Deux études récentes mettent en lumière les effets potentiels des conservateurs alimentaires sur la santé. Les résultats indiquent une corrélation entre une consommation élevée de certains conservateurs et un risque accru de diabète de type 2 et de certains cancers, soulevant des questions cruciales sur notre alimentation moderne.

Les conservateurs analysés dans les études sont majoritairement présents dans les aliments transformés et ultra-transformés largement consommés / Photo :
Deux études importantes publiées au début de 2026 dans Nature Communications et le British Medical Journal (BMJ) ravivent le débat scientifique concernant l’impact des conservateurs alimentaires sur la santé. Les recherches, basées sur les données de la cohorte française NutriNet-Santé, montrent qu’une consommation accrue de certains conservateurs est liée à une augmentation du risque de diabète de type 2 et de certains cancers, même après ajustement pour des facteurs socio-démographiques, de mode de vie et de qualité nutritionnelle globale de l’alimentation.
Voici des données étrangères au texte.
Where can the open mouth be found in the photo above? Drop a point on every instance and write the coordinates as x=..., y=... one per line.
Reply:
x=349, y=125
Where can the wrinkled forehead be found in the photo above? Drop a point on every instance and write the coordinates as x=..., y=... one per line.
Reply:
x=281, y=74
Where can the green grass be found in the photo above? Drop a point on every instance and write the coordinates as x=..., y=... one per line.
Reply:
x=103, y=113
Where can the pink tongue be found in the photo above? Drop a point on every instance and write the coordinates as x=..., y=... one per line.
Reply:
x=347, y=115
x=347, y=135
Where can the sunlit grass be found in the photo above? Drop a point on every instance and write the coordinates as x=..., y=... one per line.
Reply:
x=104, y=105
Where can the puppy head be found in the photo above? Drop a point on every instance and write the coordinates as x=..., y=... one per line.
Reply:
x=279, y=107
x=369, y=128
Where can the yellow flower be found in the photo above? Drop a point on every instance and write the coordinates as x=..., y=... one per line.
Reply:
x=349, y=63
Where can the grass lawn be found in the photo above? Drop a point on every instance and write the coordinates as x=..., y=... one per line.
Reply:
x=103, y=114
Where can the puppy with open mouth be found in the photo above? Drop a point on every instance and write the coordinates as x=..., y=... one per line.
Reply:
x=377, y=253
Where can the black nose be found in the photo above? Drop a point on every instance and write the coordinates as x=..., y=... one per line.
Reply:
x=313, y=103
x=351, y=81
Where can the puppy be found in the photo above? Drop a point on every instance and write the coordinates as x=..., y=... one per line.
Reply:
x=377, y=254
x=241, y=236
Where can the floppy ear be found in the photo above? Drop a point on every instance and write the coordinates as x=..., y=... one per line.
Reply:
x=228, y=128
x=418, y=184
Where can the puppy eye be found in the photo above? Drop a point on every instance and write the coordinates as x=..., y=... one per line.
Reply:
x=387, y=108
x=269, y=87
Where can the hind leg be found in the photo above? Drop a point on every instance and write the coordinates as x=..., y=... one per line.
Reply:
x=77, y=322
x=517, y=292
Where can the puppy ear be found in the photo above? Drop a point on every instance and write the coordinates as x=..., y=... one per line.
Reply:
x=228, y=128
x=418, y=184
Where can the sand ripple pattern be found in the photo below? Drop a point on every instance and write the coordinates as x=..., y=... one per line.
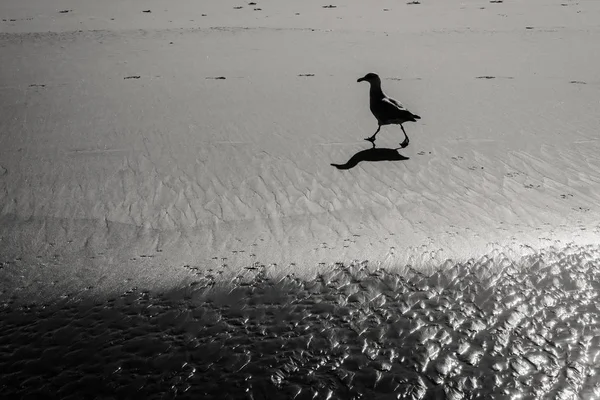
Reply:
x=487, y=328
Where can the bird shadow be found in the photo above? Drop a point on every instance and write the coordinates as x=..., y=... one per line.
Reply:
x=373, y=154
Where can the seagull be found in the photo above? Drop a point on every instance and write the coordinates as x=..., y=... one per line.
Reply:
x=387, y=110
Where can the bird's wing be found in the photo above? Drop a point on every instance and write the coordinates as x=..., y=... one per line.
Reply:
x=388, y=109
x=395, y=103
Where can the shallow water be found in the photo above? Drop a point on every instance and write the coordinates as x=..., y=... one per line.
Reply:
x=489, y=328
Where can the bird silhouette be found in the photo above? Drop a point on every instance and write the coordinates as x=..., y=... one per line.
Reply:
x=388, y=111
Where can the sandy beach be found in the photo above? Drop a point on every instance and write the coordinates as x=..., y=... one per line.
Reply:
x=179, y=154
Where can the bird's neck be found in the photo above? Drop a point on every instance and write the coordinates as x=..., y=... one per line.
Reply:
x=376, y=91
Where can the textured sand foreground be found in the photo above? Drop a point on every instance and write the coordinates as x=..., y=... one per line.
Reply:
x=171, y=225
x=529, y=329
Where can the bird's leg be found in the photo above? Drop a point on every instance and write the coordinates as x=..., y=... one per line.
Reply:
x=372, y=138
x=405, y=142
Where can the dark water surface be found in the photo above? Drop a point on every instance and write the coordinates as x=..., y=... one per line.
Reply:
x=489, y=328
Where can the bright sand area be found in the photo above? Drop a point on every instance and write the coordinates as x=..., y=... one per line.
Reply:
x=124, y=157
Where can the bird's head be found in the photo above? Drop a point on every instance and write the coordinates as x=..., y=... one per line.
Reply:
x=371, y=78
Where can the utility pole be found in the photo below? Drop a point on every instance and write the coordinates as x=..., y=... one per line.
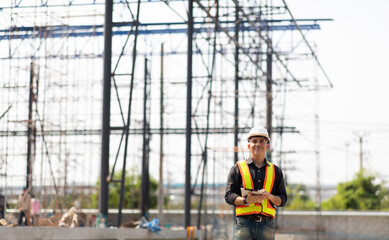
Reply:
x=236, y=113
x=160, y=184
x=188, y=191
x=104, y=168
x=145, y=159
x=30, y=129
x=269, y=94
x=360, y=153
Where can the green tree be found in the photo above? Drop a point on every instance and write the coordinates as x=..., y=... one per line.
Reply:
x=132, y=191
x=298, y=198
x=360, y=194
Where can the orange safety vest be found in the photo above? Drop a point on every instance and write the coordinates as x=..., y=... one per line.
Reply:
x=255, y=208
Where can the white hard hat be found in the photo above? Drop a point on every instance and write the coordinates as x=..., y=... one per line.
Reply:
x=258, y=131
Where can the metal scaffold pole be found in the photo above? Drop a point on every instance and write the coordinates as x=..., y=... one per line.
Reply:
x=189, y=116
x=104, y=171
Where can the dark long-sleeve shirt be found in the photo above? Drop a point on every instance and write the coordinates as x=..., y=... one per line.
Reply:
x=234, y=182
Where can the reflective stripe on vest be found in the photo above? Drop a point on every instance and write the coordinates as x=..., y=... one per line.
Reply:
x=265, y=208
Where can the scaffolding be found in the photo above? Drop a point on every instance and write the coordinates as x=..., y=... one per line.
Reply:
x=224, y=67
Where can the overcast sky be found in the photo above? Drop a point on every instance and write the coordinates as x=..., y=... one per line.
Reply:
x=354, y=51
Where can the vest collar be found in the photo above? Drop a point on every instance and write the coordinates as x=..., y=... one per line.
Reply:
x=249, y=160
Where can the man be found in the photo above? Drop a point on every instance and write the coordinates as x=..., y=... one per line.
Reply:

Globalement, les chercheurs ont évalué l’assimilation de 17 conservateurs couramment utilisés par l’industrie alimentaire grâce à des journaux alimentaires tenus pendant plusieurs années par plus de 100 000 adultes. “Ces études permettent d’évaluer l’exposition aux conservateurs telle qu’elle se produit dans la vie quotidienne”, précise Mathilde Touvier, directrice de recherche à l’Institut national français de la santé et de la recherche médicale (Inserm) et chercheuse principale de la cohorte NutriNet-Santé. “Nous observons des associations statistiques entre une consommation accrue de différents conservateurs et l’incidence de maladies chroniques.”
Un point central qui ressort des analyses est le contexte alimentaire de l’exposition. Les conservateurs liés aux résultats observés — notamment nitrite de sodium, potassium sorbate, acétates et sulfites — sont principalement présents dans les aliments transformés et ultra-transformés, tels que les viandes transformées, les produits de boulangerie industriels, les plats prêts à consommer, les collations emballées, les sauces et les boissons sucrées. L’exposition décrite dans les études reflète ainsi des modèles alimentaires caractérisés par une consommation régulière de produits industriels, plutôt que par l’ingestion occasionnelle d’aliments spécifiques.
Les conservateurs analysés sont actuellement autorisés dans l’Union européenne et évalués par l’Autorité européenne pour la sécurité des aliments (EFSA), qui a fixé les doses journalières admissibles sur la base des preuves toxicologiques disponibles. Les auteurs des études précisent cependant que leur travail ne vise pas l’évaluation réglementaire des additifs individuels, mais l’observation des associations entre niveaux d’assimilation estimés dans la population et incidence de pathologies au fil du temps.
La mise en avant des modèles alimentaires globaux s’inscrit dans la lignée des recommandations de l’Organisation mondiale de la santé, qui lie les régimes riches en aliments ultra-transformés à un risque accru de cancer et de maladies cardiométaboliques, y compris le diabète.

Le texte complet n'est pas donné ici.